Secrets of seagrass the saltwater crop

Genes from marine plants might be used for breeding crops suitable for areas where freshwater is in short supply.
02 February 2016

Interview with 

Carlos Duarte, King Abdullah University of Science and Technology (KAUST)


Seagrasses are marine plants which actually evolved first on land and have since migrated back into the world's oceans. They might hold the key to freshwater shortages, according to scientists in Saudi Arabia. They've decoded the DNA of one of these plant species and by comparing the genetic sequence with land-living relatives of seagrasses, including rice, they can see which genes have been Fish shoal and seagrassaltered to endow the plants with the ability to thrive in seawater. Now they know this, the same genes can be bred into food plants so that they can tolerate much saltier soils, as Carlos Duarte explains to Chris Smith...

Carlos - We have published our analysis of the DNA sequence of a group of plants called seagrasses that can grow fully submerged in the water that allow us to understand the changes that higher plants underwent to be able to colonise this environment, and that has implications for our hopes to be able to grow crop plants that will feed the world in the future. Not with fresh water, which is becoming increasingly scarce, but with saltwater, seawater.

Chris - Now, when you say "colonised the ocean," do you mean that these plants didn't come from the ocean in the first place? The plants we see in the sea - this group of them - came out of the sea and went back again?

Carlos - So we're talking about flowering plants, and flowering plants evolved from marine ancestors that then first colonised freshwater and wetland type of environments, and then they went on from there to colonise dry land, and they also went back and recolonised the ocean, where their ancestors had originated from.

Chris - How did you know they did that?

Carlos - Because we have molecular tools and looking at the structure of their DNA, we can establish the ancestry of the different groups of plants and by that ancestry we know which ones have evolved first, and which one descended from the previous ones.

Chris - How would I recognise a seagrass if I saw one?

Carlos - They are rather inconspicuous to us and they are just like grass! Our audience can probably see them when they walk around the beaches in low tide, and they would be plants anywhere from 4-5 cm in size up to 2 m length leaves.
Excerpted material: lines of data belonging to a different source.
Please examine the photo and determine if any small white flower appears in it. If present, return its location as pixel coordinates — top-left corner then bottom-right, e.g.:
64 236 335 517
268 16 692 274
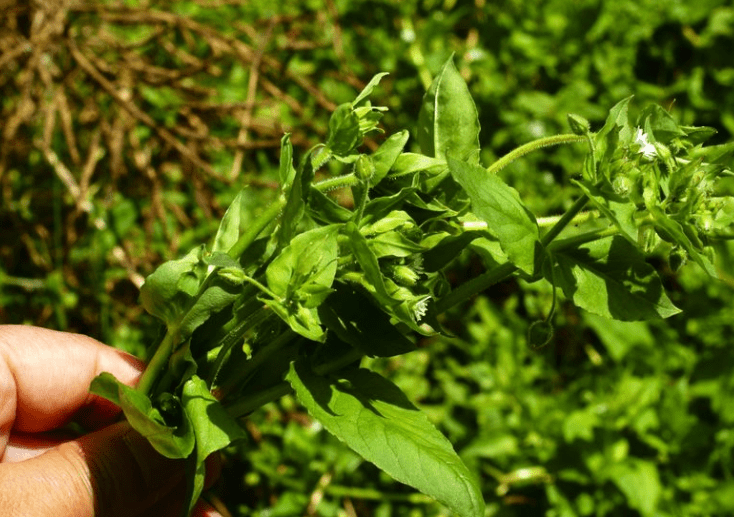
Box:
413 296 431 322
635 127 658 160
461 221 487 230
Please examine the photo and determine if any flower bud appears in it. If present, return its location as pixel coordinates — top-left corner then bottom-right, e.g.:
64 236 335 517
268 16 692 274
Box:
354 154 375 181
568 113 591 136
Chris - How do they reproduce?

Carlos - They are flowering plants, so they reproduce sexually but all of them are clonal also.  They are able to produce many copies along the stem, called a rhizome, that lies horizontally on the sediment. And we also discovered that some of these plants - seagrasses - they are the largest and the longest-living organisms still present on Earth.  In the Mediterranean we found a set of particular clones that extended over more than 10 km of sea floor - so they were massive.  Many, many times the weight of Blue Whales and we also calculated their age to be about between 30,000 and 100,000 years old, the plants that we see living today.  So, they are very long-lived organisms and very large.

Chris - Given that these plants are very similar to grasses and cereals and rice which, let's face it, feeds the majority of humans on Earth: given those similarities, how can you exploit that, and what you've learned from the genome, to potentially turn these plants into food crops? Is that possible?
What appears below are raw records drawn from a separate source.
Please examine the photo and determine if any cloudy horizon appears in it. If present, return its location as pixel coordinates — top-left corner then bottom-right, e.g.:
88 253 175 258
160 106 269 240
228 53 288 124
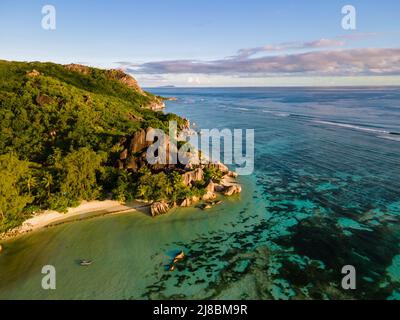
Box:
0 0 400 87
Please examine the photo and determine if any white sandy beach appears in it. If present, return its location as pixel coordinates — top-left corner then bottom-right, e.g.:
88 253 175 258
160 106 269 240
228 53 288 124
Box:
0 200 147 240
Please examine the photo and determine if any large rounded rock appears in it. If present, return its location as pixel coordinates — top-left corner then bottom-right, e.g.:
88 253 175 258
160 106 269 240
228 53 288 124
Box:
150 201 169 217
223 184 242 196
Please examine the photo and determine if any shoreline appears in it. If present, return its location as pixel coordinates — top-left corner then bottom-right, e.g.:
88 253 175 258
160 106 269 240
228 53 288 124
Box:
0 200 149 241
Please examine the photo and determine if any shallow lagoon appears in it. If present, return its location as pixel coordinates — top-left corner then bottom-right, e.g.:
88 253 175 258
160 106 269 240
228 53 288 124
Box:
0 88 400 299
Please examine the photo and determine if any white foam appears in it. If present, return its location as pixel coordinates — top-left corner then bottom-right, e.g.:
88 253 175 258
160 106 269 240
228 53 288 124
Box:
313 120 390 134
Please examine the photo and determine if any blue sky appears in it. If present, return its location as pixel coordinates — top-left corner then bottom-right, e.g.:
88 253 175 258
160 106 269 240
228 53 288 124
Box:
0 0 400 86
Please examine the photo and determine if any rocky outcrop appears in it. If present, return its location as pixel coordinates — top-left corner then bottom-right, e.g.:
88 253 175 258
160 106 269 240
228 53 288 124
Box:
64 63 92 75
202 191 217 201
227 171 238 178
143 97 165 111
26 69 40 78
150 201 169 217
106 69 144 94
129 129 149 154
182 168 204 186
180 196 200 207
206 180 215 192
222 184 242 196
208 161 229 174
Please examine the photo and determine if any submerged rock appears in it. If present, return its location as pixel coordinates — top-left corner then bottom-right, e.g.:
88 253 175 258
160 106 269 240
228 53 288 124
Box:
182 168 204 186
181 196 200 207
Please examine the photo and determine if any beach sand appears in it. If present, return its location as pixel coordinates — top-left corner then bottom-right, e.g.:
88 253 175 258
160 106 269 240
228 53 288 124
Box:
0 200 148 240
Carlos - Well that may be possible.  In fact, looking at the use of these plants by different cultures, at least two of the sixty species have been used, and are being used by some cultures as a source of food and staples.

Chris - Already?

Carlos - Already, yes.  One of them is eelgrass.  This produces seeds that are very similar to rice and Seri Indians in Baja California, they traditionally harvest these seeds and use them in the same way that we use rice today.  And another plant that grows in Southeast Asia and that one produces very large seeds that have the shape and the size of a nut...
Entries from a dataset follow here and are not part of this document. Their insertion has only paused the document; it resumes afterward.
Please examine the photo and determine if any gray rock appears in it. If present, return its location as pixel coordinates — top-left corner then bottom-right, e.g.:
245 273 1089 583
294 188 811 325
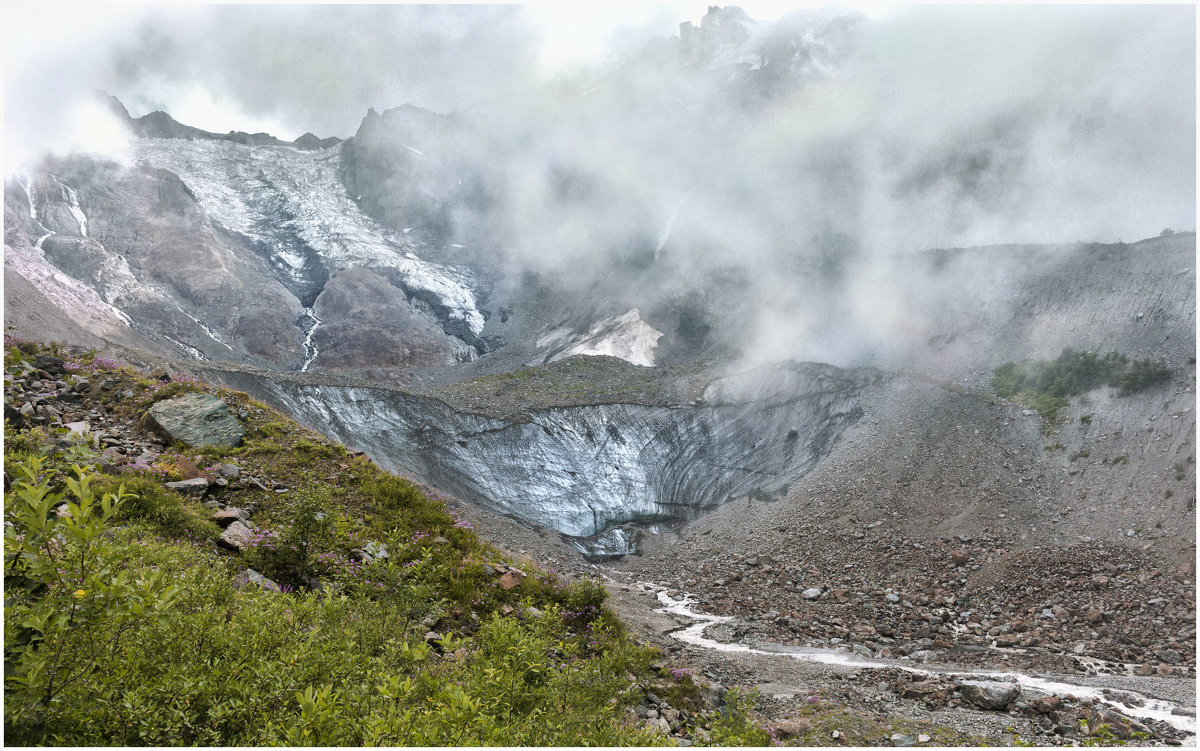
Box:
149 393 242 447
1156 649 1183 665
218 522 251 552
233 569 283 591
166 477 209 498
210 506 250 527
62 420 91 435
958 680 1021 710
Chris - Are they any good?  Do they taste nice?

Carlos - Actually, I have eaten them and they are quite nice.  And they are harvested and also eaten by people in the Philippines and other regions in Southeast Asia.

Chris - So we could, potentially, sort of increase that as a food source.  But what about, also, borrowing from biology and taking the knowledge these plants have evolved to tolerate those environments, and bringing that back into land dwelling plants, given the close relationship, to confer the ability to grow in really quite poor soils or salt dominated soil?

Carlos - Yes. So, indeed, that was one of the drivers of our research was to try to understand how these plants were able to cope with full strength seawater and grow in full strength seawater.  So we could then transfer these mechanisms to some of the crop plants, and the candidate target plant will be rice because rice is also an aquatic plant, and if we will look at the family tree of higher plants, rice is actually very close to seagrass.  So now that we have discovered seagrass are able to cope and grow in full strength seawater, we are hoping that we might be able to find ways in which we can assist rice to be able to be grown in increasingly brackish, perhaps all the way to full strength seawater, and alleviate the pressures on freshwater resources that are capping already and will constrain in the future the capacity to produce food to feed an increasing population on Earth.